The resulting graph should look like this:
We can now query the resulting graph.
One question we might be interested in is:
MATCH (choc:Product {productName:'Chocolade'})<-[:PRODUCT]-(:Order)<-[:SOLD]-(employee), (employee)-[:SOLD]->(o2)-[:PRODUCT]->(other:Product) RETURN employee.employeeID, other.productName, count(distinct o2) as count ORDER BY count DESC LIMIT 5;
Looks like employee #1 was very busy!
employee.employeeId | other.productName | count |
---|---|---|
1 |
Pavlova |
56 |
1 |
Camembert Pierrot |
56 |
1 |
Ikura |
55 |
1 |
Chang |
47 |
1 |
Pâté chinois |
45 |
We might also like to answer the following question:
MATCH path = (e:Employee)<-[:REPORTS_TO]-(sub) RETURN e.employeeID AS manager, sub.employeeID AS employee;
manager | employee |
---|---|
2 |
1 |
2 |
3 |
2 |
4 |
2 |
5 |
2 |
8 |
5 |
6 |
5 |
7 |
5 |
9 |
Notice that employee #5 has people reporting to them but also reports to employee #2.

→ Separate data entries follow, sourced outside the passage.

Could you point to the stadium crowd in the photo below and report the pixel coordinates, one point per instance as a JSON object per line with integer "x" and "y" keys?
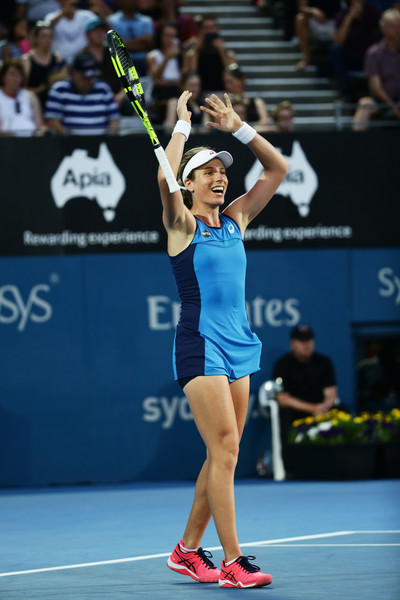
{"x": 56, "y": 75}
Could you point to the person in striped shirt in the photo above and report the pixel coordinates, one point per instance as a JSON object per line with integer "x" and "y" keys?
{"x": 83, "y": 104}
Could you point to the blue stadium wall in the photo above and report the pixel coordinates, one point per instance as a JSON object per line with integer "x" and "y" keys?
{"x": 88, "y": 304}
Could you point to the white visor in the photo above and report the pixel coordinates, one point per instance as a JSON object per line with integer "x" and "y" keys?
{"x": 203, "y": 157}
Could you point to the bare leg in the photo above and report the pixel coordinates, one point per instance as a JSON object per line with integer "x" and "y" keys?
{"x": 365, "y": 109}
{"x": 200, "y": 514}
{"x": 303, "y": 34}
{"x": 220, "y": 412}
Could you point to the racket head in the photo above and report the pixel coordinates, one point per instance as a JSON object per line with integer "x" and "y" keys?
{"x": 127, "y": 73}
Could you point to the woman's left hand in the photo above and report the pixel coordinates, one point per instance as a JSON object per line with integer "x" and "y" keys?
{"x": 225, "y": 118}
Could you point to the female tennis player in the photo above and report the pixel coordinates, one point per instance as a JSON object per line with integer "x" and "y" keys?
{"x": 215, "y": 352}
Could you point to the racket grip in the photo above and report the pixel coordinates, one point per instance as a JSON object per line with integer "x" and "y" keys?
{"x": 166, "y": 169}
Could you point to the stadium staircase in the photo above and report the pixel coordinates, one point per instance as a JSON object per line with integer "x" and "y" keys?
{"x": 268, "y": 62}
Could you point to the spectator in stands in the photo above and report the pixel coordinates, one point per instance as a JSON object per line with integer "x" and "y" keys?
{"x": 234, "y": 83}
{"x": 308, "y": 380}
{"x": 169, "y": 13}
{"x": 68, "y": 25}
{"x": 17, "y": 40}
{"x": 314, "y": 21}
{"x": 136, "y": 30}
{"x": 190, "y": 81}
{"x": 42, "y": 67}
{"x": 82, "y": 105}
{"x": 209, "y": 56}
{"x": 7, "y": 12}
{"x": 20, "y": 112}
{"x": 35, "y": 10}
{"x": 96, "y": 30}
{"x": 283, "y": 117}
{"x": 164, "y": 65}
{"x": 356, "y": 30}
{"x": 382, "y": 67}
{"x": 102, "y": 8}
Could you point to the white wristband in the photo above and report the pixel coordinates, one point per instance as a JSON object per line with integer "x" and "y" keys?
{"x": 182, "y": 127}
{"x": 245, "y": 134}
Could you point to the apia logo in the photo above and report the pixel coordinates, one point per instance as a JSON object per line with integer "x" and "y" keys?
{"x": 390, "y": 284}
{"x": 80, "y": 175}
{"x": 300, "y": 183}
{"x": 14, "y": 309}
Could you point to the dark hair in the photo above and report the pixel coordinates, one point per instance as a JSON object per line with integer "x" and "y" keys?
{"x": 38, "y": 27}
{"x": 285, "y": 105}
{"x": 187, "y": 196}
{"x": 234, "y": 70}
{"x": 9, "y": 64}
{"x": 11, "y": 29}
{"x": 160, "y": 31}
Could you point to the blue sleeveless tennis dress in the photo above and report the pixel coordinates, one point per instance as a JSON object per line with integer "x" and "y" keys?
{"x": 213, "y": 335}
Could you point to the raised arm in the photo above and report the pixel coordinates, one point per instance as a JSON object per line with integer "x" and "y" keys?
{"x": 177, "y": 219}
{"x": 247, "y": 207}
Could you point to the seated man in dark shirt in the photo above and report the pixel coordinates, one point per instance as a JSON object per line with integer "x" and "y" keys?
{"x": 308, "y": 381}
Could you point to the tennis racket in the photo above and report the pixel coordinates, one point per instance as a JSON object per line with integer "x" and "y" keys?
{"x": 126, "y": 72}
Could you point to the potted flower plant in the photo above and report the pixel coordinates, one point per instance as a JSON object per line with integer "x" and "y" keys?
{"x": 337, "y": 445}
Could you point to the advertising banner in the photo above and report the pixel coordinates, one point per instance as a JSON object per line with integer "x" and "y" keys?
{"x": 80, "y": 195}
{"x": 375, "y": 277}
{"x": 87, "y": 391}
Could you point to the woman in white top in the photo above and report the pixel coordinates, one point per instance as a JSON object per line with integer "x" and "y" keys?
{"x": 164, "y": 64}
{"x": 20, "y": 112}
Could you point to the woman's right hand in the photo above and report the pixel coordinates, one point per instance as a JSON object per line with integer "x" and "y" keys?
{"x": 182, "y": 110}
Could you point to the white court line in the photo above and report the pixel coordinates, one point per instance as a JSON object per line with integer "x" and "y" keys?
{"x": 165, "y": 554}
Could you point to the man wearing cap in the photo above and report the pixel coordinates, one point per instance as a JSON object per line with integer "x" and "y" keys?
{"x": 136, "y": 30}
{"x": 308, "y": 380}
{"x": 82, "y": 105}
{"x": 68, "y": 25}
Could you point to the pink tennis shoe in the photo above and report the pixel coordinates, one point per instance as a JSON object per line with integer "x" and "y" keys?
{"x": 242, "y": 574}
{"x": 195, "y": 564}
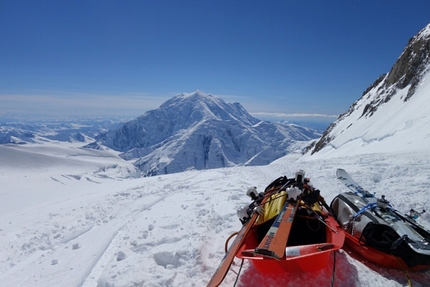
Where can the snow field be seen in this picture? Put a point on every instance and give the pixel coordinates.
(89, 224)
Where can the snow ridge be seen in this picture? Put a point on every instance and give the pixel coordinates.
(201, 131)
(391, 115)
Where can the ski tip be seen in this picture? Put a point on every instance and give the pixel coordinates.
(265, 252)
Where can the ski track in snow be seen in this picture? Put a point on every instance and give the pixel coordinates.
(100, 229)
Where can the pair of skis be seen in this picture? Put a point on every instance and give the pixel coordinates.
(271, 245)
(405, 227)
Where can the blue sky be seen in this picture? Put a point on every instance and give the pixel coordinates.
(127, 57)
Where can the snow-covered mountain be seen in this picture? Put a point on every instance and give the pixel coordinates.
(201, 131)
(392, 115)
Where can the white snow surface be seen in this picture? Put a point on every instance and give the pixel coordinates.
(77, 217)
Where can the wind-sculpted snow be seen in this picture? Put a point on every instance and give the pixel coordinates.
(67, 225)
(392, 115)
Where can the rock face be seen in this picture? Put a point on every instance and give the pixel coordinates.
(390, 92)
(201, 131)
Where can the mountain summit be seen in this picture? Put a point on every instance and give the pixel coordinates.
(201, 131)
(393, 113)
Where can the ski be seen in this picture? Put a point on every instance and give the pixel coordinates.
(225, 264)
(404, 227)
(274, 243)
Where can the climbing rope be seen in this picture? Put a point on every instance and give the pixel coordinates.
(334, 268)
(238, 273)
(404, 271)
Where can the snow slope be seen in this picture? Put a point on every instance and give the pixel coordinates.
(200, 131)
(77, 217)
(393, 113)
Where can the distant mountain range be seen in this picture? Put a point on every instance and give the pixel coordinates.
(201, 131)
(392, 115)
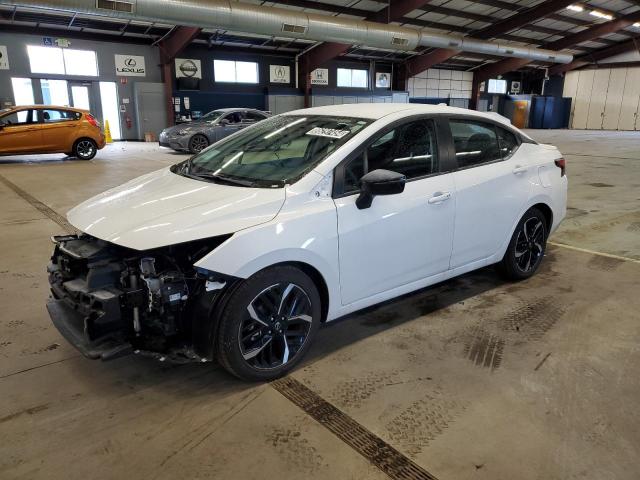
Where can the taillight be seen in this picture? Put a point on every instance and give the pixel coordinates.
(92, 120)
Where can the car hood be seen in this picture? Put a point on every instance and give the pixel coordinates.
(186, 126)
(163, 208)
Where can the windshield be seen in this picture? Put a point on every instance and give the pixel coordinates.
(212, 115)
(275, 152)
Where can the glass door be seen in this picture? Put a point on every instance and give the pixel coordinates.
(80, 97)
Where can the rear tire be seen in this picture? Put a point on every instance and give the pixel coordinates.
(526, 248)
(197, 143)
(268, 324)
(85, 149)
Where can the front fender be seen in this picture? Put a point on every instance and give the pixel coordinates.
(307, 234)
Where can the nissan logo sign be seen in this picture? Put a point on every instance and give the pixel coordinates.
(188, 68)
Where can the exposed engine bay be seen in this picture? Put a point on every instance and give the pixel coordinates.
(109, 300)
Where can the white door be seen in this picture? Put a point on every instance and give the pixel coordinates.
(570, 90)
(614, 99)
(400, 238)
(490, 189)
(597, 101)
(583, 97)
(630, 101)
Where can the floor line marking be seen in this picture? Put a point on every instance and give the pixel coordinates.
(593, 252)
(38, 205)
(378, 452)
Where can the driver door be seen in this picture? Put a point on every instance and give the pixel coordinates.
(401, 238)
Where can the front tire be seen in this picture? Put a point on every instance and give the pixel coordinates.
(197, 143)
(526, 248)
(268, 324)
(85, 149)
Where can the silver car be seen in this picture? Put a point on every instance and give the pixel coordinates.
(197, 135)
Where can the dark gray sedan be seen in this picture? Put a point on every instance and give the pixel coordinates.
(197, 135)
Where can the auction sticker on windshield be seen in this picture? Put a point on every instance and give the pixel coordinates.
(328, 132)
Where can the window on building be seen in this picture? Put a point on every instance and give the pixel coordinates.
(54, 92)
(230, 71)
(497, 86)
(22, 91)
(475, 143)
(62, 61)
(348, 77)
(80, 62)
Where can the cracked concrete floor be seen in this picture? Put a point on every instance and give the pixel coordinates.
(472, 379)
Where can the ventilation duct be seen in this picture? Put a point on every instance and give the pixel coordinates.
(242, 17)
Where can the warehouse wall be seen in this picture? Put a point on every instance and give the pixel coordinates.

Let’s investigate that a bit more:
MATCH path = (e:Employee)<-[:REPORTS_TO*]-(sub) WITH e, sub, [person in NODES(path) | person.employeeID][1..-1] AS path RETURN e.employeeID AS manager, sub.employeeID AS employee, CASE WHEN LENGTH(path) = 0 THEN "Direct Report" ELSE path END AS via ORDER BY LENGTH(path);
e.EmployeeID | sub.EmployeeID | via |
---|---|---|
2 |
1 |
Direct Report |
2 |
3 |
Direct Report |
2 |
4 |
Direct Report |
2 |
5 |
Direct Report |
2 |
8 |
Direct Report |
5 |
6 |
Direct Report |
5 |
7 |
Direct Report |
5 |
9 |
Direct Report |
2 |
6 |
[5] |
2 |
7 |
[5] |
2 |
9 |
[5] |
MATCH (e:Employee) OPTIONAL MATCH (e)<-[:REPORTS_TO*0..]-(sub)-[:SOLD]->(order) RETURN e.employeeID, [x IN COLLECT(DISTINCT sub.employeeID) WHERE x <> e.employeeID] AS reports, COUNT(distinct order) AS totalOrders ORDER BY totalOrders DESC;
e.EmployeeID | reports | totalOrders |
---|---|---|
2 |
[1,3,4,5,6,7,9,8] |
2155 |
5 |
[6,7,9] |
568 |
4 |
[] |
420 |
1 |
[] |
345 |
3 |
[] |
321 |
8 |
[] |
260 |
7 |
[] |
176 |
6 |
[] |
168 |
9 |
[] |
107 |
Now if we wanted to update our graph data, we have to first find the relevant information and then update or extend the graph structures.
We need to find Steven first, and Janet and her REPORTS_TO
relationship. Then we remove the existing relationship and create a new one to Steven.
MATCH (mgr:Employee {EmployeeID:5}) MATCH (emp:Employee {EmployeeID:3})-[rel:REPORTS_TO]->() DELETE rel CREATE (emp)-[:REPORTS_TO]->(mgr) RETURN *;
This single relationship change is all you need to update a part of the organizational hierarchy. All subsequent queries will immediately use the new structure.